Several different stemming algorithms exist, such as the Snowball or Lancaster stemmers. These will produce different results, so look at the rules they apply and trial them on your data to decide which will suit your needs. Implementing a stemming algorithm will require you to undertake some programming.
Example
simplify => simplif
simplified => simplif
simplification => simplif
So, all three words, which would have been counted separately, are now grouped together through a single word stem, “simplif”, although this stem itself isn’t a valid English word.
Potential pitfalls
Languages are irregular and complex, so any stemming algorithm won’t do exactly what you want it to 100% of the time.
No algorithm will be perfect, so you will have test and decide if any of them do a good enough job to achieve your purpose.
Use a lemmatiser to analyse words for the dictionary root form of each word.

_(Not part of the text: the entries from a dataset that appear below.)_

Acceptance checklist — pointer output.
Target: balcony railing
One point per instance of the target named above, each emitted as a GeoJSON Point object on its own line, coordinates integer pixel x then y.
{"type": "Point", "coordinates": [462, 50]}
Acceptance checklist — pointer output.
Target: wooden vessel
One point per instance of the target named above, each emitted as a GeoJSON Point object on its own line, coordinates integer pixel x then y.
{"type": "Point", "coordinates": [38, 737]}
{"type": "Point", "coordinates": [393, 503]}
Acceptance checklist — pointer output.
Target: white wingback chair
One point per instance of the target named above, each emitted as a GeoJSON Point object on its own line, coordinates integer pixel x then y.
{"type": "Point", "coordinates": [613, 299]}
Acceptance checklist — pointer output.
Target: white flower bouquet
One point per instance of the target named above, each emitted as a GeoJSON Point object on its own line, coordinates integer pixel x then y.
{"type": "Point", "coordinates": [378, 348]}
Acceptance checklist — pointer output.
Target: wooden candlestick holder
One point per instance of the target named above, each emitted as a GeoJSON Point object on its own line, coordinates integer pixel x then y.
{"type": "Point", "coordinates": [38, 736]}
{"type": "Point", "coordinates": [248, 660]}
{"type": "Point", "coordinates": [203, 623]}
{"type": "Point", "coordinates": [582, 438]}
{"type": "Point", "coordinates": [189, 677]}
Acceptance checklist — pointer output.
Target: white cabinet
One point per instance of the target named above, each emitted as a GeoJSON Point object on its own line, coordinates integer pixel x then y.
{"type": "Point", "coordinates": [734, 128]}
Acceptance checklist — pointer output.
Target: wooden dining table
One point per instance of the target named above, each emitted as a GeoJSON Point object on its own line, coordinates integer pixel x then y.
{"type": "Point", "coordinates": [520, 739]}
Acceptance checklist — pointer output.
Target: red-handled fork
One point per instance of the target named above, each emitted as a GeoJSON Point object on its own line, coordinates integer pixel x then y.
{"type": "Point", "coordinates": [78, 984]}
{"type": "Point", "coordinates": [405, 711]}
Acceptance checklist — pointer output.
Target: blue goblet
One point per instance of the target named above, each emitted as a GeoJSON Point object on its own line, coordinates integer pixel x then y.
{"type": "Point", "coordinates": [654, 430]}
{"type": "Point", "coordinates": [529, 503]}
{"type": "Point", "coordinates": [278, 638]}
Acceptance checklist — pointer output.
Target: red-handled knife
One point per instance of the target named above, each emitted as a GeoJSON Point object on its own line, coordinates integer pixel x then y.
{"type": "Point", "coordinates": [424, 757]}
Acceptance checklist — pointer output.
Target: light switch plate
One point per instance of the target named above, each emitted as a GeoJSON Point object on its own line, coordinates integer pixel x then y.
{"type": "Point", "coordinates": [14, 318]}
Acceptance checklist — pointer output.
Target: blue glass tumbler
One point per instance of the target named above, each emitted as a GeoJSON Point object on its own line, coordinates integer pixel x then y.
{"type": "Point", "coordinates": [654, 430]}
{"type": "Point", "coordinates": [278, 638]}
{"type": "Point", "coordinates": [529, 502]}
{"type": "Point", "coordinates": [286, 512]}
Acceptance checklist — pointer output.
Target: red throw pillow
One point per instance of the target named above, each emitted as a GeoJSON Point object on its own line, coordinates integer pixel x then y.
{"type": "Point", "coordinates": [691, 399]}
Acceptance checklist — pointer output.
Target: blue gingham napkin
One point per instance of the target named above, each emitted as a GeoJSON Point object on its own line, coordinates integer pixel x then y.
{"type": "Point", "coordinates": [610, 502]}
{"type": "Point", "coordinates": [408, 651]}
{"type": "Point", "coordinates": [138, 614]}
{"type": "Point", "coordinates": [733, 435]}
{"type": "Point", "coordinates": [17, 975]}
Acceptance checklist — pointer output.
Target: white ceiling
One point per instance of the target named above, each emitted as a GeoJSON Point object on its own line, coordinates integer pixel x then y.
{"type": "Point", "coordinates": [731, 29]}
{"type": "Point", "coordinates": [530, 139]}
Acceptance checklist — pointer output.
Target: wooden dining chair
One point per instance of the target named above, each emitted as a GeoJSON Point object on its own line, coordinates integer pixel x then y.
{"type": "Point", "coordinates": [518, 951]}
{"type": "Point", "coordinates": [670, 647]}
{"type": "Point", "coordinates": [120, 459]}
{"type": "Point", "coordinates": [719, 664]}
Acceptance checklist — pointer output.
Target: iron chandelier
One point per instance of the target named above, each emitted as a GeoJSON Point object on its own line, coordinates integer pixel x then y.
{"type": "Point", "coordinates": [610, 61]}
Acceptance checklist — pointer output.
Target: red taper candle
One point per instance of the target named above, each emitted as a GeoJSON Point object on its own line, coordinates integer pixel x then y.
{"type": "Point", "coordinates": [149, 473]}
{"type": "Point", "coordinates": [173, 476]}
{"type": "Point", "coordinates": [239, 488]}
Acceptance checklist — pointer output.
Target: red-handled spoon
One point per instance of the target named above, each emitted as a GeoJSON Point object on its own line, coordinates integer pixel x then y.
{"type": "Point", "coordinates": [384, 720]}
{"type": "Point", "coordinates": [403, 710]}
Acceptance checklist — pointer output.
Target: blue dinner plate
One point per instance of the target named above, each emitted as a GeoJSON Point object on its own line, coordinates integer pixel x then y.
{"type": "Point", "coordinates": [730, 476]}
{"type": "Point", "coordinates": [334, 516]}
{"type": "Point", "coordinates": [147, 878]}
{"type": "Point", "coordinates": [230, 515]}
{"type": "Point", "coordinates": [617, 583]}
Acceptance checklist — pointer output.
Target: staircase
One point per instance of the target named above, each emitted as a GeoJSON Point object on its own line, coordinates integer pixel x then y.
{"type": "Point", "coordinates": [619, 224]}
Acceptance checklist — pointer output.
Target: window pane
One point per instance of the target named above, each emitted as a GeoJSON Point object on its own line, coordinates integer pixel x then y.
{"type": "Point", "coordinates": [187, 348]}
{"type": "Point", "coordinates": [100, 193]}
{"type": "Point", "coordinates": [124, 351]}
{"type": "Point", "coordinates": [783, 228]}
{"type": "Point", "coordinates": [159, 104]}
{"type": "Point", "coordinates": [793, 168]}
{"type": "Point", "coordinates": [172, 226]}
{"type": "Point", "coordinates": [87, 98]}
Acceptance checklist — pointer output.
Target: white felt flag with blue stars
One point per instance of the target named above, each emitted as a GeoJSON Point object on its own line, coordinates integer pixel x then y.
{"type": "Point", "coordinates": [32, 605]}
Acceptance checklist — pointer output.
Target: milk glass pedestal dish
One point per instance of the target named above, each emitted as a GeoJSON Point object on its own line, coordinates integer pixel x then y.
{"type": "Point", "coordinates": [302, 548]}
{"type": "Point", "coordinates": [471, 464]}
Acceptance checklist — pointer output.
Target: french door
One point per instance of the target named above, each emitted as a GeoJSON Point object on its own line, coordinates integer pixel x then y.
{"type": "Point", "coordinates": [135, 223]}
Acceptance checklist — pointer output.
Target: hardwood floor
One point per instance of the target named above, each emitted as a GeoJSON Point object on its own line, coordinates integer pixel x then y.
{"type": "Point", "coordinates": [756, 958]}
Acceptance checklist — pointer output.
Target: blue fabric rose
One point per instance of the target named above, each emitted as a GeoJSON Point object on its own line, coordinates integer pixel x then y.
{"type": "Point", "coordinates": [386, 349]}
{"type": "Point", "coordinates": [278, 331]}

This analysis requires the lemmatiser to understand the context in which the word is used, so before you can lemmatise your text, you’ll need to pre-process it with parts of speech tagging.
There are several lemmatisers available to use, however all of them will require you to undertake some programming.
Example
Uncorrected text contains: “am”, “are” “is”, “was” and “were”.
These words can be lemmatised to: “be”.
Potential pitfalls
As in stemming, precision and nuances can be lost during lemmatisation. For example, “operating” can have quite different meanings from the verb form through to compound noun forms, such as “operating theatre” or “operating system”. If the lemmatiser that you use reduces all of these to “operate”, then you can end up grouping things together that should remain separate. Lemmatisation is also a slower process than stemming, as more analysis is involved.